Metadata-Version: 2.1
Name: dora-core
Version: 0.1.0
Summary: Dora Core Library
License: Apache-2.0
Author: Didone
Author-email: tiago.didone@compass.uol
Requires-Python: >=3.10,<3.13
Classifier: License :: OSI Approved :: Apache Software License
Classifier: Programming Language :: Python :: 3
Classifier: Programming Language :: Python :: 3.10
Classifier: Programming Language :: Python :: 3.11
Classifier: Programming Language :: Python :: 3.12
Classifier: Topic :: Software Development :: Build Tools
Classifier: Topic :: Software Development :: Libraries :: Python Modules
Requires-Dist: dagster-pipes (>=1.9.11,<2.0.0)
Requires-Dist: jinja2 (>=3.1.5,<4.0.0)
Requires-Dist: numpy (>=2.2.1,<3.0.0)
Requires-Dist: pyarrow (>=18.1.0,<19.0.0)
Requires-Dist: pyiceberg (>=0.8.1,<0.9.0)
Requires-Dist: pyyaml (>=6.0.2,<7.0.0)
Requires-Dist: sqlglot[rs] (>=26.1.3,<27.0.0)

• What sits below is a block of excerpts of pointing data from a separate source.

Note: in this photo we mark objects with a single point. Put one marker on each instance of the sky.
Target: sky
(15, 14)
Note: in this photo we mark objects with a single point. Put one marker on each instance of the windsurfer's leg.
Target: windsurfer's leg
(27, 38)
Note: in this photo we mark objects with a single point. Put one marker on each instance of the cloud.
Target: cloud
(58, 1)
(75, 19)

Description-Content-Type: text/markdown

# Dora

Dora is a declarative ETL framework that simplifies and optimizes ETL workflows for Data Intelligence Platforms by automating task orchestration, computation management, monitoring, data quality, and error handling. It allows data teams to work entirely with SQL, seamlessly converting statements into tables and provisioning infrastructure as code. With efficient ingestion and a streamlined medallion architecture, Dora ensures high data quality and maximizes business value. By adopting best practices from software engineering, it enhances reliability and efficiency in data workflows, enabling engineers to focus on delivering high-quality data instead of managing pipelines.

## Features

- **Declarative**: Define data transformations effortlessly using SQL statements.
- **Automated**: Convert SQL statements into data assets and automatically provision the necessary infrastructure.

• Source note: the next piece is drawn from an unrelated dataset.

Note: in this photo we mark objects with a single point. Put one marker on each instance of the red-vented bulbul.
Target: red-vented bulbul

- **Orchestration**: Handle task orchestration, computation management, monitoring, data quality, and error handling seamlessly.
- **Cost-Efficient Ingestion**: Enable fast, scalable, and cost-effective data ingestion.

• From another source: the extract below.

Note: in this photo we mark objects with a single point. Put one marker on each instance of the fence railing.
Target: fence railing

- **Infrastructure as Code**: Provision and manage infrastructure as a deployable, version-controlled code stack.
- **Simplified Operations**: Automate operational complexities, allowing teams to focus on delivering high-quality data.
- **Data Quality**: Ensure and continuously monitor data quality to maximize business value.
- **Comprehensive Monitoring**: Track all workflows as interconnected data assets, providing a unified, real-time view of the entire data ecosystem.
- **Best Practices**: Empower data analysts and engineers to apply the same robust practices used in software engineering for reliability, scalability, and maintainability.
- **Medallion Architecture**: Streamline data workflows with a medallion architecture that ensures high data quality and maximizes business value.
- **Efficiency**: Enhance reliability and efficiency in data workflows, enabling engineers to focus on delivering high-quality data instead of managing pipelines.
- **Global Data Asset Lineage**: Track data assets across the entire data ecosystem, providing a comprehensive view of data lineage.
- **Data Intelligence Platform**: Simplify and optimize ETL workflows for Data Intelligence Platforms.